7.3 Important idioms

Use in d or in s for membership tests — these are fast, idiomatic, and readable.

Use collections.defaultdict, collections.Counter, or dict.setdefault for common aggregation patterns that rely on hashing.

For read-only large mappings where memory matters, consider specialized libraries (but in pure Python, dict is usually the right choice).

  1. Implementing a simple hash table in Python (educational)

Below is an educational open-addressing hash table with linear probing.
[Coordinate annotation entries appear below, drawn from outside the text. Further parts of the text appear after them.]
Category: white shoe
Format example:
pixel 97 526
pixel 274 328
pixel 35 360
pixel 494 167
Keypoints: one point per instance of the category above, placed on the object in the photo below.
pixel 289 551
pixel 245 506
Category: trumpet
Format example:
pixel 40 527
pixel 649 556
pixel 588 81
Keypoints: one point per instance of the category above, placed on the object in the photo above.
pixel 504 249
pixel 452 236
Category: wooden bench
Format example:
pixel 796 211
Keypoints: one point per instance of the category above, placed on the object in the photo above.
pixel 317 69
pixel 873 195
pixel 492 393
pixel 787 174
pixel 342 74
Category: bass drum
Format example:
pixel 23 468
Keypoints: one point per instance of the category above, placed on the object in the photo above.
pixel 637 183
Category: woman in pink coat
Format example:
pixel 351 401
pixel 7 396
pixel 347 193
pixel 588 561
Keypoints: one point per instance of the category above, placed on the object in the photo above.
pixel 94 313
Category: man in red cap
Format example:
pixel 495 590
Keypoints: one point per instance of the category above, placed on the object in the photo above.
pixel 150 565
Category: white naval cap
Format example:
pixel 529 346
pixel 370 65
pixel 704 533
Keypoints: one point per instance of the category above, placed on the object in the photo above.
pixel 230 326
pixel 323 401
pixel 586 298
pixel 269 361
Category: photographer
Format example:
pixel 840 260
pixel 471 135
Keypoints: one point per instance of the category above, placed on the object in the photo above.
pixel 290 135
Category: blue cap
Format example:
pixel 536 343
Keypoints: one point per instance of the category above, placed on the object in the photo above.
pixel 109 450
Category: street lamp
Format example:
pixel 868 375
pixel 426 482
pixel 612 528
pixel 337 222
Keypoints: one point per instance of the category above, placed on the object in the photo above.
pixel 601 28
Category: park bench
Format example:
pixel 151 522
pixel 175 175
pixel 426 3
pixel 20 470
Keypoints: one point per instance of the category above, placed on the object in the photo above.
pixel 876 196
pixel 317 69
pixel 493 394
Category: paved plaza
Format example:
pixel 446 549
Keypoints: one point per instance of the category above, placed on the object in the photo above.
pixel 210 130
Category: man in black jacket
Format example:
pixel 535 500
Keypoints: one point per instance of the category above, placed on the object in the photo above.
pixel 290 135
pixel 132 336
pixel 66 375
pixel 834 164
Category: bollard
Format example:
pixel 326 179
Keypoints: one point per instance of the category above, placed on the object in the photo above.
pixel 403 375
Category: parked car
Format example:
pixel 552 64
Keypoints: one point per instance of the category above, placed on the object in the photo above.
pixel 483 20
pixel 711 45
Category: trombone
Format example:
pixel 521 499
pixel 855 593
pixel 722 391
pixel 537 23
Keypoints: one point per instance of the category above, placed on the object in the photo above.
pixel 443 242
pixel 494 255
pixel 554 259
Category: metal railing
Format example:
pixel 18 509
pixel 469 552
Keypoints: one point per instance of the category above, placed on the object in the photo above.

This is not production-ready (CPython’s dict is far more complex and optimized), but it shows the mechanics.

class SimpleHashTable: _EMPTY = object() _DELETED = object()

def __init__(self, capacity=8, max_load=0.66):
    self._size = 0
    self._capacity = capacity
    self._keys = [self._EMPTY] * capacity
    self._values = [None] * capacity
    self._max_load = max_load

def _hash(self, key):
    return hash(key) & 0x7FFFFFFF  # positive

def _probe(self, h, i):
    # linear probing
    return (h + i) % self._capacity

def _resize(self):
    old_keys = self._keys
    old_values = self._values
    self._capacity *= 2
    self._keys = [self._EMPTY] * self._capacity
    self._values = [None] * self._capacity
    self._size = 0
    for k, v in zip(old_keys, old_values):
        if k is not self._EMPTY and k is not self._DELETED:
            self[k] = v

def __setitem__(self, key, value):
    if (self._size + 1) / self._capacity > self._max_load:
        self._resize()
    h = self._hash(key)
    i = 0
    first_deleted = None
    while True:
        idx = self._probe(h, i)
        k = self._keys[idx]
        if k is self._EMPTY:
            # insert here (or earlier deleted slot)
            if first_deleted is not None:
                idx = first_deleted
            self._keys[idx] = key
            self._values[idx] = value
            self._size += 1
            return
        elif k is self._DELETED:
            if first_deleted is None:
                first_deleted = idx
        elif k == key:
            self._values[idx] = value
            return
        i += 1

def __getitem__(self, key):
    h = self._hash(key)
    i = 0
    while True:
        idx = self._probe(h, i)
        k = self._keys[idx]
        if k is self._EMPTY:
            raise KeyError(key)
        if k is self._DELETED:
            i += 1
            continue
        if k == key:
            return self._values[idx]
        i += 1

def __contains__(self, key):
    try:
        _ = self[key]
        return True
    except KeyError:
        return False

def __delitem__(self, key):
    h = self._hash(key)
    i = 0
    while True:
        idx = self._probe(h, i)
        k = self._keys[idx]
        if k is self._EMPTY:
            raise KeyError(key)
        if k == key:
            self._keys[idx] = self._DELETED
            self._values[idx] = None
            self._size -= 1
            return
        i += 1

Notes:

This uses linear probing and tombstones (_DELETED) to allow deletions.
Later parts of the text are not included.